Analysis A few weeks ago, El Reg told you that IBM was getting ready to start talking about its future Power7+ and System zNext processors at the Hot Chips conference at the end of August. Like you, I am an impatient sort when it comes to getting some insight into future processors from any vendor, and I like to poke around and see what I can find out about these chips as soon as possible because it is interesting and useful to know as much as possible as soon as possible.
I like rummaging around the Internet for processor roadmaps and such as well, and occasionally I find stuff that at least assures us there is a future for any particular technology - in this case the Power processors and the IBM i, AIX, and Linux systems that depend upon them as their compute engines.

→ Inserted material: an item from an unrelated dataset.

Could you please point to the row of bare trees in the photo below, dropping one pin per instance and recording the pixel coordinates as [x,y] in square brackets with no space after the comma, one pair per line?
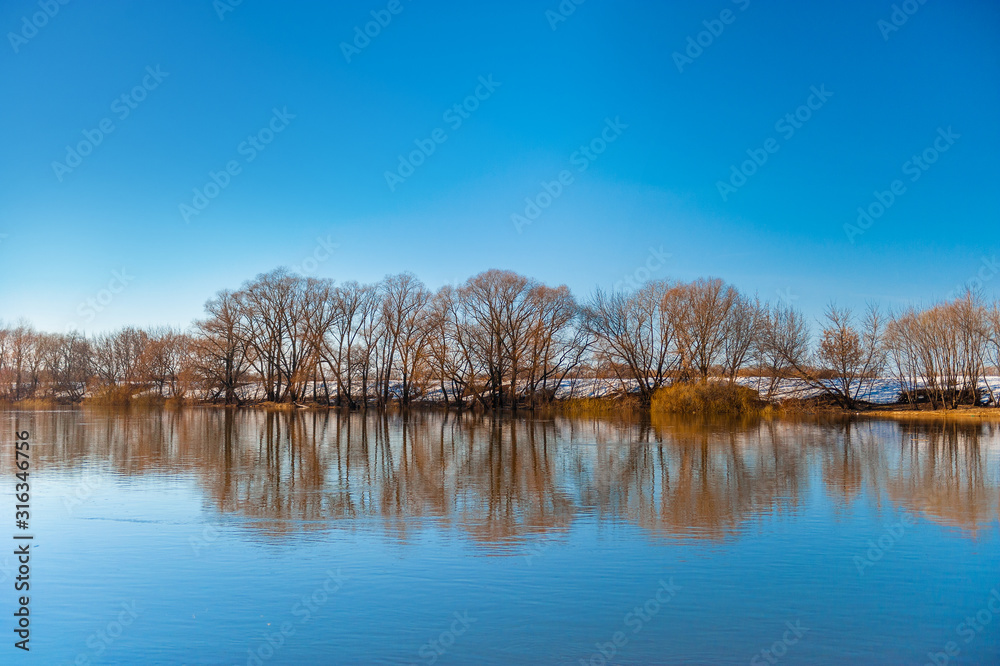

Here's a tidbit I found about investment in Power iron. In a presentation from February 2011 (PDF) by Peter Nimz, product manager for Power Systems at IBM Deutschland, Big Blue said that it had invested $3.2bn in Power7 systems over the past 3.5 years. That's an average of $915m a year for a product line that ranges from $3.5bn to $4.5bn a year in total sales, and that is a pretty substantial investment. It no doubt includes chip design, the Power Systems division's allocation for overhead for chip fabrication development, and the actual server engineering, too.
IBM could do a better job putting out a long-term public roadmap for its Power and mainframe processors, but as the dominant player in the Unix racket now, Big Blue doesn't feel it needs to do that: while Oracle, which bought former Unix leader Sun Microsystems, has to put out a roadmap to demonstrate its commitment to the Sparc architecture. Hewlett-Packard has left its Unix and proprietary systems future largely in the hands of Intel - which it has apparently been paying for years to continue Itanium development as well as manufacturing - and Oracle, which has put a serious damper on Itanium by not supporting its current or future software on future Itanium processors.
We know that Power7+ is coming sometime toward the end of this year, and that it will be implemented using 32 nanometer processes at IBM's East Fishkill, New York, chip fab.
As you can see from the roadmap, the move from Power7 to Power7+ involves a process shrink from 45 nanometers, which means IBM can cram a lot more transistors onto the same area or shrink the chip a bit and also boost the cycle time on the processor. As you can see from the roadmap above, IBM is promising faster clocks, a very large cache, and accelerators to boost the performance of certain workloads; but it is not promising more than the four, six, and eight core variants it already peddles with the Power7 chips. And with the move to Power8, sometime around the end of 2013 or early 2014, IBM will shift to 22 nanometer processes and add more cores, reliability enhancements (including perhaps spare cores is my guess) boosted accelerators, and its fourth generation of simultaneous multithreading. It is hard to imagine IBM would go from four to eight threads per core with the Power8 chips, but Sun and Oracle did it with the Sparc T series chips and got some benefits from the high thread count for parallel workloads.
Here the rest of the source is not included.